Prioritization tools

When it comes to prioritizing, Whiting believes that, “the biggest tool we have is communication.” The importance of communication was especially highlighted when the lab re-opened in May 2020 after the state of Florida instated a stay-at-home order beginning in March. When Whiting’s team returned to the lab, they had to take precautions such as mask use and social distancing, meaning fewer specialists in the lab to allow for proper spacing. Because of this, the lab could process fewer samples than they had before the shutdown. The new limitations also meant that communication became an especially important tool.

“What we ended up doing is having multiple meetings,” he explains. “We would have our managers meeting with their program counterparts [customers] and talk about what was their highest-level priority and then we would say, ‘well we can do this many, this type of analysis,’ and then have a conversation about who needed it the most, when, and build out our task feed and work for that week. We’ve done that all summer into the fall. It’s a lot of work but that’s how we manage.”

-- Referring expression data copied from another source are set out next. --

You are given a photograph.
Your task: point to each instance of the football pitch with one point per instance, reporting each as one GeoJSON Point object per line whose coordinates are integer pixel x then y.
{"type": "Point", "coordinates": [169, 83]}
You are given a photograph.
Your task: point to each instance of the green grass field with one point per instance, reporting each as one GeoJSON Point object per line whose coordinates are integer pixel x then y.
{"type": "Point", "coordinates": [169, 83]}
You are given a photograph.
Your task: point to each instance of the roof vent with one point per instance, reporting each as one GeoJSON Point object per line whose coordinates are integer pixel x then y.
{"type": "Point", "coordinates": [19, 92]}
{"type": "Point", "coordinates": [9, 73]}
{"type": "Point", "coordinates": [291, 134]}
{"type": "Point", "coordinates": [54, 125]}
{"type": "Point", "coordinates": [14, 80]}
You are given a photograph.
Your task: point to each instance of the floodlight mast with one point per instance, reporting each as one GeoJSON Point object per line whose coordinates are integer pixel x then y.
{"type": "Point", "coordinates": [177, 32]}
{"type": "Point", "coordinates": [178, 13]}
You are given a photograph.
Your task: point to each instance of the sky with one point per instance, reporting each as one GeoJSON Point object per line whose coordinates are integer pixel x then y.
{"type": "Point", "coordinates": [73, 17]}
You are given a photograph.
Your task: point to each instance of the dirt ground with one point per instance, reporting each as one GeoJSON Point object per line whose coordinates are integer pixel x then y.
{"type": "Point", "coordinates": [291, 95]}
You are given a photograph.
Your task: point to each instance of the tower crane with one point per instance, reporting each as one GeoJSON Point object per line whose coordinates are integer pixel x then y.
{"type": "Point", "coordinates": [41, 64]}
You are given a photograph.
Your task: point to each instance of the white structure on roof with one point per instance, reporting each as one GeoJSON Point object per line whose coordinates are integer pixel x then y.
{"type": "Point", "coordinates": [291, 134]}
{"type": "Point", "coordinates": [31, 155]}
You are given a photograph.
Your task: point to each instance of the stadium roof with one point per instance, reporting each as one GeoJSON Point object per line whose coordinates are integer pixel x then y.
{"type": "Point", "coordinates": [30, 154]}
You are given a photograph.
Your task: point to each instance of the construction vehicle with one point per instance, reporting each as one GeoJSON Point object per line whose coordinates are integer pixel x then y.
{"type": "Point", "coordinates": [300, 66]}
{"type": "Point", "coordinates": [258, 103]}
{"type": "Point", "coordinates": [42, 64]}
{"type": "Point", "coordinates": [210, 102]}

Other than communication, the other tool Roiphe uses is Microsoft Excel for tracking. “I certainly know that there’s a lot on the market. We do most of our tracking just in Excel and shared drives that everybody has access to. Excel is easy in the sense that most people are familiar with it, but it does have some limitations—it’s a more general tool and not something specific that’s designed for that use.”

First-in, first-out—a useful strategy?

One way to approach prioritization is to handle tasks chronologically—meaning handling what comes in order of arrival. This strategy, which can seem fair, isn’t always the best for achieving an optimum workflow or giving due importance to tests that deserve it.

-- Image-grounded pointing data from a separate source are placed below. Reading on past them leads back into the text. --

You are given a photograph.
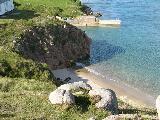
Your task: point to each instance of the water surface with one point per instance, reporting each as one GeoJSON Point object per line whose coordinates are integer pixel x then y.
{"type": "Point", "coordinates": [129, 54]}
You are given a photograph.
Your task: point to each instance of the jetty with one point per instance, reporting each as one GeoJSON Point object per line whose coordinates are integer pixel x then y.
{"type": "Point", "coordinates": [91, 20]}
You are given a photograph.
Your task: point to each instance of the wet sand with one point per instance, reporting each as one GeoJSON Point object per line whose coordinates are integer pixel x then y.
{"type": "Point", "coordinates": [125, 93]}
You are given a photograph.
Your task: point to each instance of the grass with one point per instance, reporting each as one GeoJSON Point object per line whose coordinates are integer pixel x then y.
{"type": "Point", "coordinates": [24, 95]}
{"type": "Point", "coordinates": [28, 99]}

“Absent of other information, it’s a good starting place, but it’s not always the most appropriate,” Whiting says. “You can have certain types of samples that have very short hold times and others that can last longer.” Further, certain samples might not have the same sort of human health consequences as others that come in later. “First-in, first-out makes sense when there aren’t other constraints, but other than that I would say, it shouldn’t be the overriding principle.” Roiphe agrees that while the strategy has a role, it shouldn’t be the only one to utilize. Further, the strategy depends on the type of work being conducted in a laboratory.

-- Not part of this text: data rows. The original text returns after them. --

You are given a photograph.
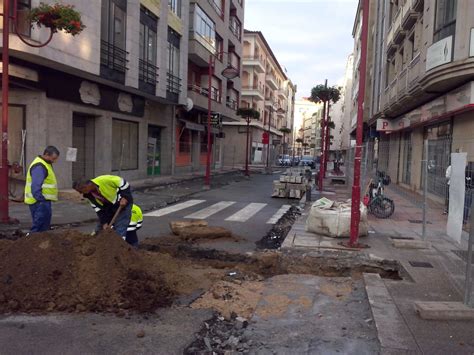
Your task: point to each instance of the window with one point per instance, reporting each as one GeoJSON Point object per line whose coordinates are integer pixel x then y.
{"type": "Point", "coordinates": [148, 47]}
{"type": "Point", "coordinates": [219, 47]}
{"type": "Point", "coordinates": [23, 22]}
{"type": "Point", "coordinates": [235, 26]}
{"type": "Point", "coordinates": [445, 20]}
{"type": "Point", "coordinates": [125, 147]}
{"type": "Point", "coordinates": [175, 7]}
{"type": "Point", "coordinates": [173, 84]}
{"type": "Point", "coordinates": [204, 29]}
{"type": "Point", "coordinates": [113, 36]}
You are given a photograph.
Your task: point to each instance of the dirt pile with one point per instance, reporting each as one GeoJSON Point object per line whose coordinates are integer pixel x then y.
{"type": "Point", "coordinates": [76, 272]}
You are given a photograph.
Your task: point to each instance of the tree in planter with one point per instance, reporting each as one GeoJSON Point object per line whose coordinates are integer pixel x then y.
{"type": "Point", "coordinates": [326, 95]}
{"type": "Point", "coordinates": [248, 114]}
{"type": "Point", "coordinates": [285, 131]}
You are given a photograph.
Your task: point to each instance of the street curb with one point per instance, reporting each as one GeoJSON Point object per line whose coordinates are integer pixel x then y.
{"type": "Point", "coordinates": [444, 311]}
{"type": "Point", "coordinates": [392, 331]}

“For the stuff that we do in our group, it’s very complicated and there’s a lot of different dynamics, and every study is different,” she says. “So, basing it solely on the first-in, first-out wouldn’t make sense. But if everything else was equal, or you’re doing something that really is the same thing each time, that first-in, first-out strategy can be efficient. But I also think even if that is your primary strategy, there’s always intense reasons of why you maybe skip that or do something else.”

Flexibility, reliant on a combination of factors, is likely a better strategy when it comes to lab work. Managers need to constantly look at how to be most efficient. At times, a study might use a piece of equipment just one time, so that test could fit in the schedule in different slots, whereas another study may need that equipment on a repeat basis and they need to start sooner because it has a much tighter and harder-to-schedule set of tasks.

“As studies come in, they get prioritized at that moment so they have priority over things that haven’t obviously come in yet, but it’s also a lot of, ‘what does that study need, what are the skill sets needed for, and who has those and what are they already scheduled for’—so it’s a complex system to prioritize each project and equipment, and it’s not a one-size-fits-all and solely on what comes first,” Roiphe says.

“Ultimately, our goal is to be as efficient as possible and keep as much moving as fast as possible, so it’s taking all those pieces together and it’s not really prioritizing one thing over another, but how do we use all our equipment, our resources, our staffing, to keep it as efficient as possible,” she adds.